El obispo de Mar del Plata, monseñor Antonio Marino, presidió este jueves una Eucaristía en acción de gracias a Dios por el pontificado de Benedicto XVI y para rezar por el futuro Vicario de Cristo.

 

La celebración fue el acto central que congregó a la Iglesia de Mar del Plata para despedir al ahora papa emérito, aunque también se realizaron otras misas en el interior del territorio diocesano con los mismos propósitos.

 

Al iniciar su homilía, el obispo evaluó que esta “circunstancia inusual” en la que se encuentra la Iglesia, actualmente en sede vacante y sin cabeza visible hasta la elección de un nuevo pontífice, “debe convertirse en pedagogía acerca del sentido del ministerio del Papa en la Iglesia” y “gratitud hacia el digno pastor que renuncia a su cargo”.

 

Ante todo, el prelado indicó que la misa congregaba a la Iglesia local para dar gracias a Dios “por la riqueza del gobierno pastoral” de Benedicto XVI. “Durante ocho años, nos ha edificado con el ejemplo de su vida, mostrándonos un amor heroico al rebaño de Dios y una gran entereza ante los ataques del mundo”.

 

“Su sabiduría incomparable –prosiguió- estuvo caracterizada por un conocimiento excepcional de la historia de la cultura y del pensamiento, en diálogo permanente con el mundo contemporáneo y sus problemas”.

 

El prelado también recuperó la prédica del emérito papa a favor de ciertos “principios no negociables” en una época “caracterizada por el relativismo moral”. Destacó “la necesaria protección de la vida humana en todas sus fases” y el reconocimiento y promoción de la estructura natural de la familia, “fundada en el matrimonio y la protección del derecho natural de los padres a educar a sus hijos”.

 

Asimismo, afirmó que su pontificado se caracterizó desde el inicio por recordar la vigencia del Concilio Vaticano II, “del que fue testigo privilegiado”, y aseguró que el obispo emérito de Roma “se aplicó a la exacta interpretación del acontecimiento y de sus textos”.

 

Monseñor Marino confesó haber dedicado los días previos a la concreción de la renuncia papal para releer los discursos que Benedicto pronunció en los días posteriores al consistorio del 11 de febrero, cuando divulgó su intención de renunciar.
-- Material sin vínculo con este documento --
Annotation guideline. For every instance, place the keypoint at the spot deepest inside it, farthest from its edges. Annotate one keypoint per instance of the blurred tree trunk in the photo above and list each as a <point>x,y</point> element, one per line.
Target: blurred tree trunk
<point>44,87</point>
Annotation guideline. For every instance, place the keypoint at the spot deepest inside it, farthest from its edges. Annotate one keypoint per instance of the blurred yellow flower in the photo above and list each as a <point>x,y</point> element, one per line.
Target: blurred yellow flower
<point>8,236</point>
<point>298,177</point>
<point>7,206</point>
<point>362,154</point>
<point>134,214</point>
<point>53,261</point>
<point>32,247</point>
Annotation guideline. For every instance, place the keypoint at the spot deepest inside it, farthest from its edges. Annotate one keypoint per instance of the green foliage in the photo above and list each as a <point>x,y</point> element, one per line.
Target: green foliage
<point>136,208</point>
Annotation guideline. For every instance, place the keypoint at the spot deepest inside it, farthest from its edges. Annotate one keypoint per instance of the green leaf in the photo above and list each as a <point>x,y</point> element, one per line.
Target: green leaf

De entre ellos, destacó el que este miércoles pronunció en la audiencia general, realizada en la Plaza de San Pedro.

 

Benedicto había afirmado este miércoles que su renuncia no implicaba una vuelta “a la vida privada”, sino “una nueva manera de seguir al Señor Crucificado”. Monseñor Marino alegó: “Allí nos encontramos ante un canto de gratitud y una profesión de fe; se trata de un verdadero testamento espiritual, de cautivante belleza, cuya atenta lectura recomiendo a todos, porque allí se refleja su alma como en un espejo. Tales expresiones sólo pueden surgir de un corazón noble y de un espíritu impregnado de profunda autenticidad evangélica”.

 

El obispo de Mar del Plata desechó las especulaciones mediáticas acerca de “intrigas de palacio”, “deficiencias humanas” y reclamos de modernización, y llamó a volver siempre a las palabras del papa emérito.

 

E insistió en el discurso que Benedicto pronunció el domingo, en el habitual rezo del Ángelus, cuando afirmó que el evangelio sobre la Transfiguración del Señor, que los apóstoles Pedro, Santiago y Juan contemplaron al subir al monte Tabor, estaba ese día “dirigido de manera particular” a él.